This title is inspired by a recent essay by Trevor Jackson for Foreign Policy, in which Jackson argues that Universal Basic Income (UBI) is a necessary tool to counter the massive deflationary spiral triggered by the global reaction to COVID19.
He writes,
“The danger of deflation means that the Fed’s gargantuan interventions may well save the financial system but not avert a grinding decade of unemployment, inequality, and instability — which is exactly what happened in 2008.”

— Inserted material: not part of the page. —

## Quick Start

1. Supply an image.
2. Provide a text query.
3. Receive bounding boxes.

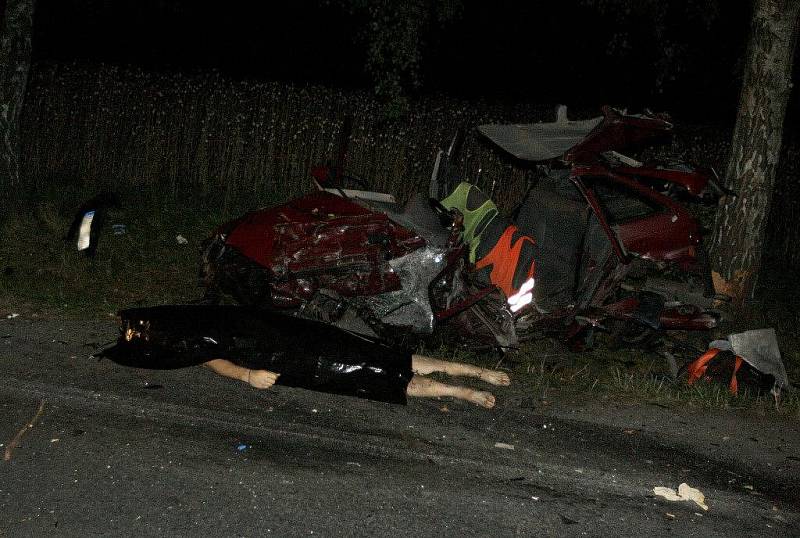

He uses the “quit rate” to illustrate his point. The “quit rate” is an indication of whether workers think they can leave their jobs for better ones. Although we have experienced consistent gains in GDP and reduced unemployment over the last 12 years since the Great Financial Crisis, the quite rate only recently reached pre-crisis levels. This illustrates that post-crisis gains mostly accrued to the top end of the income distribution.
That is where we were before COVID19.
Since the start of quarantine over 36 million Americans have lost their jobs. It is expected that tens of millions more have lost 2nd or 3rd income streams, received a pay cut, or are now less secure in their current position (as illustrated by a massive decline in the quit rate in March). When businesses that received government SBA and PPP support eventually spend these funds, all of these metrics will look far worse (even if lockdown has ended).
Yet, stock market returns over the last few months paint a different picture with the S&P increasing 32% since it bottomed at the end of March. Some argue that this is a result of Fed action, but it is also likely evidence that deflation is a technological phenomenon.
Why?
In February 2020, 5 big tech companies (FAAAM) accounted for +20% large of the S&P 500 index; COVID19 merely accelerated the wealth transfer to these behemoths.
COVID19 has accelerated the move to the cloud. While “main street” has suffered, tech has thrived. This is illustrated by the 42% increase in CLIX, an ETF that is 100% long e-commerce companies, and 50% short traditional retailers.
In an ironic twist, the deflationary effect of technology will start to negatively impact Big Tech employees themselves.
Last week, a wave of tech companies including Facebook, Shopify, and Coinbase declared themselves to be “remote-first,” — their employees are no longer required to travel to a physical office, but can instead work from home.
On the surface, this seems like a huge win for employees who are already fleeing San Francisco for cities with cheaper housing, lower taxes, and fewer homeless.
However, I’d be surprised if the move to “remote first” doesn’t lead to lower salaries, reduced living conditions, and a persistently low “quit rate” among tech employees.
Technology is the great equalizer, and when it comes to employment, technology equalizes by reducing to the lowest common denominator rather than raising it.
Slowly, but surely (and then probably all of the sudden) Silicon Valley engineers will be replaced by their counterparts around the world.
Going “remote-first” is really just a euphemism for “offshoring,” which was itself really just a euphemism for, “outsourcing”, which was itself really just a euphemism for, “giving your job to someone in India because they’re just as good as you, work more hours, and cost 1/10th your salary without benefits.”
As I’ve written in the past, this is how the world works under a system whose design primarily incentives cost reductions to maximize shareholder value.
As US-based companies “go remote,” we need modern policies designed to protect American workers.
Enter UBI.
I am neither a proponent for UBI, nor am I adamantly against it. It is an unprecedented monetary experiment that has only just begun, and I’m not sure where it will lead. I do, however, believe that UBI is better fiscal & monetary policy than direct asset purchases. These asset purchases benefit the few at the expense of the many and only accelerate wealth inequality.
In a recent speech on Central Bank Digital Currencies (or CBDCs) at Consensus conference, ECB Executive Board Member, Yves Mersch concluded.
“the ECB respects technological neutrality. We do not serve technology — technology serves us.”
Wrong.
UBI is the result of deflation caused by technological innovation. CBDCs are the most efficient technology to deploy UBI.
So I’m sorry to break it to you Mr. Mersch, but you serve technology now.